When you think about Saudi Arabia, oil is probably the first thought that pops in your head. Oil arguably made Saudi Arabia the country it is today from the desert it was a few decades ago, but it is not the only thing that matters anymore. The country’s leaders have been smart enough to recognize that they needed more than just the oil revenue, and a lot of effort has been put in doing so. Now, there are many more prominent industries other than the energy sector, and we’re going to be looking at them now.
This is the latest industry to be set up in Saudi Arabia in an attempt to reduce importation of foreign arms. This industry has not always been perceived in the best light, with several groups like the Campaign Against Arms Trade (CAAT) calling for the UK to stop exporting arms to Saudi Arabia. The CAAT and other NGOs had pointed at Saudi Arabia’s use of arms for humanitarian reasons. According to the country’s defense minister, though, the move to expand their military industry has got more to do with preservation of wealth.
The minister claims that a local military industry will contribute $3.7 billion to the country’s GDP by 2030 while creating more than 40,000 jobs in the process. Saudi Arabia has the seventh-largest military expenditures in the world, and the move will be very beneficial. It will be possible because the country will partner with foreign military industry companies including some in the US in several deals worth more than $100 billion. Whatever the motivation, Saudi Arabia’s military industry is going to be a major one and it might decrease the amount of money flowing out of the country.
A large number of tourists visit Saudi Arabia annually, mainly for the annual Hajj pilgrimage to Mecca. About 2.5 million people go just for the Hajj, while more than 10 million others visit for other reasons. The country may not be the friendliest to tourists given their strict cultural restrictions, but the government has had to make the process easier in recent years through tourist visas. Partly due to their need to diversify their economy beyond oil, tourism has been encouraged in order to generate revenue.
To do that, they have engaged in an international effort to market their tourism industry with great success. The unique and luxurious hotels are just the main attraction, but the country also has excellent beaches for divers and surfers and also some historic archaeological sites.

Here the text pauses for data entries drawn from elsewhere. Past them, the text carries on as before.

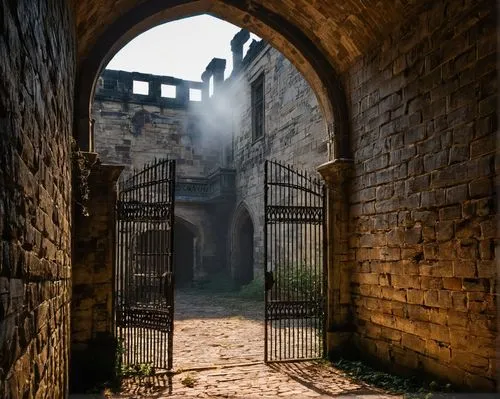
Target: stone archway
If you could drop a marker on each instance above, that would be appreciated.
(242, 251)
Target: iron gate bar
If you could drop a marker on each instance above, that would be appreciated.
(144, 280)
(294, 264)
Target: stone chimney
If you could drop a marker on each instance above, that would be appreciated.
(237, 44)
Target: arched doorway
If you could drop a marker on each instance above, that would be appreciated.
(242, 259)
(184, 253)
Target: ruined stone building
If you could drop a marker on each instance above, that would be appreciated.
(403, 92)
(214, 142)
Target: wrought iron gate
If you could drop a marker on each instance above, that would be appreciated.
(295, 264)
(144, 281)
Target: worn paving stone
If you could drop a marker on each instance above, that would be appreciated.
(218, 347)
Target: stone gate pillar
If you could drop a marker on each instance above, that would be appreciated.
(339, 327)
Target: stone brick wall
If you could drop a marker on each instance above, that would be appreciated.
(92, 336)
(294, 131)
(424, 120)
(37, 68)
(133, 129)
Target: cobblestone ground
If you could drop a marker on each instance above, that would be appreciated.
(218, 353)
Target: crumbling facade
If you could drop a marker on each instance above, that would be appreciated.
(409, 94)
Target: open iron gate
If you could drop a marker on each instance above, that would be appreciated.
(295, 264)
(144, 281)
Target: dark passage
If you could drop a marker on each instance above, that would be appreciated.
(184, 254)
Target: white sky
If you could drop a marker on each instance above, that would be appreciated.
(181, 48)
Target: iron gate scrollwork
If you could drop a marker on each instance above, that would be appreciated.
(295, 264)
(144, 279)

To wean itself from the dependence on oil, Saudi Arabia has expanded their service sector, which now employs more than 70% of the labor force. As part of the plan to expand beyond oil, Saudi Arabia became very business-friendly, allowing tremendous growth in the services industry through banking, telecommunication, marketing, legal, IT among others. Financial services are themselves very advanced thanks in large part to the Saudi Stock Exchange (Tawadul).
The only hitch is that most of those in the industry are foreign nationals. The Saudi nationals themselves do not have adequate education and technical skills to run the service industry, and the government has made it easy for foreigners to move to their country. This is changing, though, through a program referred to as Saudization. There has been an increased effort at educating the people and also allowing women into the workforce.
Despite a large shift away from agriculture, the government still promotes the industry in order to ensure food security. The country still relies heavily on food imports given the aridity of their land, but they still incentivize some agricultural activities. For those crops which can be grown in greenhouses, the government does encourage like dates and tomatoes, while discouraging those that consume a lot of water like wheat.
Manufacturing and construction
Today, the manufacturing industry constitutes about 10% of Saudi Arabia’s GDP, but it’s among the few sectors that have been growing steadily. The industry’s growth has been mainly fueled by the petrochemical sector. Nevertheless, it is a notable industry on its own due to the heavy investment in infrastructure. There has been a major improvement in transport from the construction of roads, pipelines, airports and railway lines.
Of course, you can’t mention Saudi Arabia without speaking about the innovative structures like the Palm Islands and the Burj Al Arab. The country’s ability to spend so much in the industry is mainly because they have large foreign currency reserves and low sovereign debt.